Steep rise in retail prices in Korea as air freight costs are tripled

editorial staff

The ban from flying over Russian airspace is forcing European farmed salmon to take a major detour to reach Asia, driving up freight costs, and ultimately retail prices.

In one supermarket, 100-gram salmon filet prices increased by 15.5 percent, from 3,880 won to 4,480 won (EUR 3.31). The same day another supermarket lifted prices of its Norway-farmed fresh salmon by 26.4 percent. A 100-gram unit formerly priced at 3,780 won now costs 4,780 won (EUR 3,53), The Korea Herald reported.

“We have seen salmon prices soaring from some $12 to $13 to a whopping $19 to $20 a kilogram in the fallout from the Russia-Ukraine conflict. Airfreight rates have risen at least threefold since the outbreak of the war,” said an fish importer.

While supermarkets are reassuring consumers that they have enough stock for immediate supplies, uncertainty surrounding the war is prompting retailers to explore alternatives.

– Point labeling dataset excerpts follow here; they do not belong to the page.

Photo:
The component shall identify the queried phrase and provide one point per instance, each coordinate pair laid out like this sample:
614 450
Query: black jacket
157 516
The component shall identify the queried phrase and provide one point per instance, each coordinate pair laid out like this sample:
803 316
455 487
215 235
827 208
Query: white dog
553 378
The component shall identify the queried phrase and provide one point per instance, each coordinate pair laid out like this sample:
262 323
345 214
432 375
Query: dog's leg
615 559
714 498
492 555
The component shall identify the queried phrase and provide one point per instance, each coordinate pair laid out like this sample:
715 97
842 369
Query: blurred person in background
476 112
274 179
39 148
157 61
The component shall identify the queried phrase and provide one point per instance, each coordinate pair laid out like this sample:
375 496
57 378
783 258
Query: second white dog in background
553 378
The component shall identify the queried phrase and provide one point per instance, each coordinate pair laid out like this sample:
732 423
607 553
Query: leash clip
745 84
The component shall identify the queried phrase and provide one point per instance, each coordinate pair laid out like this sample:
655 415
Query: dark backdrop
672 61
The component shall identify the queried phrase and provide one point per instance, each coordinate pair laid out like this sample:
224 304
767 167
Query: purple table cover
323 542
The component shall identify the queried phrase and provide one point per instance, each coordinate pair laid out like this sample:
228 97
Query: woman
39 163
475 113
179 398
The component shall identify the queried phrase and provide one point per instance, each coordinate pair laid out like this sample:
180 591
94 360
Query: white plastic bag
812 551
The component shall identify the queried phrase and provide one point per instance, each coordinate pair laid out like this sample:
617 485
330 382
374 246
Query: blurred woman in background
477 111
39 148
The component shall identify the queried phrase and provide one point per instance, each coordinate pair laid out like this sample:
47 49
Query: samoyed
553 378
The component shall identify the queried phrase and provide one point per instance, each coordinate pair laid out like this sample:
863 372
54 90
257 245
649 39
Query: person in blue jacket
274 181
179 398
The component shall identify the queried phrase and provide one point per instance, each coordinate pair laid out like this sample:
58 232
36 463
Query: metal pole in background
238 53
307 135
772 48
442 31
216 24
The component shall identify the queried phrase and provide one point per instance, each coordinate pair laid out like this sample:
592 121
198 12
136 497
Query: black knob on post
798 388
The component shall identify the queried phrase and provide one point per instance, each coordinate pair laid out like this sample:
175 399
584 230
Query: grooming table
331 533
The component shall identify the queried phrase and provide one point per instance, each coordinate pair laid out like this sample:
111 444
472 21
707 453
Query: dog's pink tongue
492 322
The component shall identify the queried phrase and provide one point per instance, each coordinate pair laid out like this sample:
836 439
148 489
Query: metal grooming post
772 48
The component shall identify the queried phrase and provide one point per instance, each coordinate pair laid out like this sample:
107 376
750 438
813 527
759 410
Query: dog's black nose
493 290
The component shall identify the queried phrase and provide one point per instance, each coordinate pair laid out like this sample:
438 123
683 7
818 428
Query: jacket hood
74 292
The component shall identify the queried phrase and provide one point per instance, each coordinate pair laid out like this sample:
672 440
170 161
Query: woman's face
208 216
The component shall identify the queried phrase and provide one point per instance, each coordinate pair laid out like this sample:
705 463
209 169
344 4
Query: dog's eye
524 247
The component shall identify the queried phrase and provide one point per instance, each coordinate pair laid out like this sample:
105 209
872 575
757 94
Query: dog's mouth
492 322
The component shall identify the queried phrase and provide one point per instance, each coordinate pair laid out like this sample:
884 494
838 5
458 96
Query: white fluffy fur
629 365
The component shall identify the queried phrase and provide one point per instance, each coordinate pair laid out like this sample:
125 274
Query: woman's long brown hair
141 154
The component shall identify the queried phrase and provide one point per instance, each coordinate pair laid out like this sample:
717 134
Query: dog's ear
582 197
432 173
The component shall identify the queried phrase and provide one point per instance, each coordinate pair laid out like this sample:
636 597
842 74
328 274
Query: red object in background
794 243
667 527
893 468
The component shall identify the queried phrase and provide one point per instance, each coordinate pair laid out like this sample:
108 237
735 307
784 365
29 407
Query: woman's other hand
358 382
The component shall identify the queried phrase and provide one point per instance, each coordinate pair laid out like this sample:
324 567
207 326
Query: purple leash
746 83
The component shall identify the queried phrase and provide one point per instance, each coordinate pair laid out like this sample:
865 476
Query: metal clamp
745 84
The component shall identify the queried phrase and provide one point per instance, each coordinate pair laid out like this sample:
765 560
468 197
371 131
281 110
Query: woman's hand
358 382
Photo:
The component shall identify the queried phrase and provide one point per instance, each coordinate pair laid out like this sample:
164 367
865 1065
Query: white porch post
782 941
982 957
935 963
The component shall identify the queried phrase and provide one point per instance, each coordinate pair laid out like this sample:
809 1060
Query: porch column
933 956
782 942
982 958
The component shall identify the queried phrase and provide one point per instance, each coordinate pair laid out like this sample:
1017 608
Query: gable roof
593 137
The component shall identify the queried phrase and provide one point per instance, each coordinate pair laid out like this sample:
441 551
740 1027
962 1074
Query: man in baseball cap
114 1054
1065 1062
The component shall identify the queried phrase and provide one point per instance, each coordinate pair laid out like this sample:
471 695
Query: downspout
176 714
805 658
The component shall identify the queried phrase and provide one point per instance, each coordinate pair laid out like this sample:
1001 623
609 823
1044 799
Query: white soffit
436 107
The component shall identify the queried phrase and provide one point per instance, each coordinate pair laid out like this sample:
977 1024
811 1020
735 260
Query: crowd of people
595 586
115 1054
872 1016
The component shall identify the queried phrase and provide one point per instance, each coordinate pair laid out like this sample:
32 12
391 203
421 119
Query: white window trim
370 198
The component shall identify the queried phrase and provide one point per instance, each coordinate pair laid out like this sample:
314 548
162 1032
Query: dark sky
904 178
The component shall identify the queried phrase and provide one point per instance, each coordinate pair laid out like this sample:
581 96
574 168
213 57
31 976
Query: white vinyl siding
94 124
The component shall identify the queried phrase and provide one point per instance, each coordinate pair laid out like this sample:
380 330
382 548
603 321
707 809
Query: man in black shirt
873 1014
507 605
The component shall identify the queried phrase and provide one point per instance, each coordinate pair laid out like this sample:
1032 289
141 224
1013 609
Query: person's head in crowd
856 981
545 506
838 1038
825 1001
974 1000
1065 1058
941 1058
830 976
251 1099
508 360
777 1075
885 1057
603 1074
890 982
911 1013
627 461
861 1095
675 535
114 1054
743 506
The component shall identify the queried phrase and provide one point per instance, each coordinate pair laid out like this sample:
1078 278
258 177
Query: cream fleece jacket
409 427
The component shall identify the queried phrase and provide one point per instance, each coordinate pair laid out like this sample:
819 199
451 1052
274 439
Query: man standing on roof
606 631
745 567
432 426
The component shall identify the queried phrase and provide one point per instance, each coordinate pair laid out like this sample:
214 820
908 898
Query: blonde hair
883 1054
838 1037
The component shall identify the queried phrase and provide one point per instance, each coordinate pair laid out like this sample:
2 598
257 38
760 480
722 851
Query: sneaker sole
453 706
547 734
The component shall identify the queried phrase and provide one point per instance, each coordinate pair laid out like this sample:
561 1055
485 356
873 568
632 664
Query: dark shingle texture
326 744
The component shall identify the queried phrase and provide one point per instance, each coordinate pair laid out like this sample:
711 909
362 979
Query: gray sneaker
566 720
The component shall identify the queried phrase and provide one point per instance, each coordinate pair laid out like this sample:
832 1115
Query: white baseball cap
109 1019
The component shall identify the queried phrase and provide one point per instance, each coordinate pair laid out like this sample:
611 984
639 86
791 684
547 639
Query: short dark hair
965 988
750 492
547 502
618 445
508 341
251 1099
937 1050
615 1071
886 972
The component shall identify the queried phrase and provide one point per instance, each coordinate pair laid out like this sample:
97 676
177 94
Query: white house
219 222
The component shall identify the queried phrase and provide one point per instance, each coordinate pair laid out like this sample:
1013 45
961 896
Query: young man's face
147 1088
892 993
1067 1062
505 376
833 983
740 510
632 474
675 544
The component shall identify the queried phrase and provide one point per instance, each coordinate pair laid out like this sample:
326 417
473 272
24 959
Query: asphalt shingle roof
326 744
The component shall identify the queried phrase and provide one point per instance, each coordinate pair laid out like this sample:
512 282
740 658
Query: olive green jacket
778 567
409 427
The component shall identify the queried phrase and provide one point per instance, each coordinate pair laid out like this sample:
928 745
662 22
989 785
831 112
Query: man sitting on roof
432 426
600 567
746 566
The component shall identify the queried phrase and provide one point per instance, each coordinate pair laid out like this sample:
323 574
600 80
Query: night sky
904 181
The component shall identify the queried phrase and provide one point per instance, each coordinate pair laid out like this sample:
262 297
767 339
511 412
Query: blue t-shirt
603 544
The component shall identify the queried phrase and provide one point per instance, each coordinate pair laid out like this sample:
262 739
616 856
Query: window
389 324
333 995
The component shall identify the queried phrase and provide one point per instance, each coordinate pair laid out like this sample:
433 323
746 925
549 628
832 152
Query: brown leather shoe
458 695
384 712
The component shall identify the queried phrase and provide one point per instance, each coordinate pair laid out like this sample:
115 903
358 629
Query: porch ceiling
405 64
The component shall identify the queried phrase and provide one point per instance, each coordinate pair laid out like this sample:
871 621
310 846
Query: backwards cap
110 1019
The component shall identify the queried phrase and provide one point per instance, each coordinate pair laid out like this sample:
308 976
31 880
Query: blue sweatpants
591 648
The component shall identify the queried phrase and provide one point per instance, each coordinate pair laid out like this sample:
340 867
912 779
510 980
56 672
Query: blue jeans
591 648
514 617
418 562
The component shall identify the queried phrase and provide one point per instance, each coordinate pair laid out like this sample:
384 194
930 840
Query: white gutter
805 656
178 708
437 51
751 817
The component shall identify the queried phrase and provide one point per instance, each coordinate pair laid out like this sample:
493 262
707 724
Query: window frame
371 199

E-mart is looking to import Chilean frozen salmon in case of a prolonged war. Homeplus has turned to Tasmanian salmon from Australia, while Lotte Mart will start selling Tasmanian salmon along with Scottish salmon from April.

Restaurants that offer up salmon dishes are also in distress. Some owners are being forced to make difficult decisions, including lifting prices and eliminating menu items.